The German-American Heritage Society of Greater Washington, D.C.

A German-American Tour of Washington, D.C.

Georgetown

The first Germans in what is today the Nation’s Capital settled during colonial times in Georgetown, the Province of Maryland. The Old Stone House at 3051 M Street, N.W., was built by the German immigrant couple Christopher and Rachel Lehmann in 1766. It is the oldest building in the Nation’s Capital and the only pre-Revolutionary structure still standing today.

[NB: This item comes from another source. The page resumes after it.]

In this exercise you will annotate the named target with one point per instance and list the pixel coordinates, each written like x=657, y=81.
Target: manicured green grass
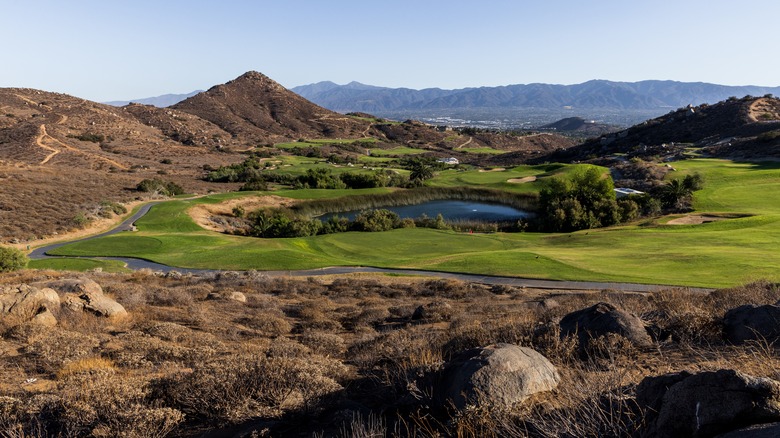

The Lutheran Church at Wisconsin Avenue and Volta Place, N.W., which was completed in 1769 in the form of a log structure, is the oldest German church in what later became the Nation’s Capital; it is the second oldest religious congregation in what is today Washington, D.C. The bell of the original church may be seen in front of the present building, which dates from 1914. In the 19th Century, many German merchants maintained businesses along M Street in Georgetown.

The Healy Building, the original building of Georgetown University at 37th and O Streets, N.W., was built beginning in 1877 by the German-American architects John L. Smithmeyer and Paul J. Pelz.

The bronze gates at the west entrance to the Episcopal Cathedral of Saints Peter and Paul (Washington National Cathedral) at Wisconsin and Massachusetts Avenues were designed by Ulrich Henn; two new stained-glass windows are by Hans Kaiser.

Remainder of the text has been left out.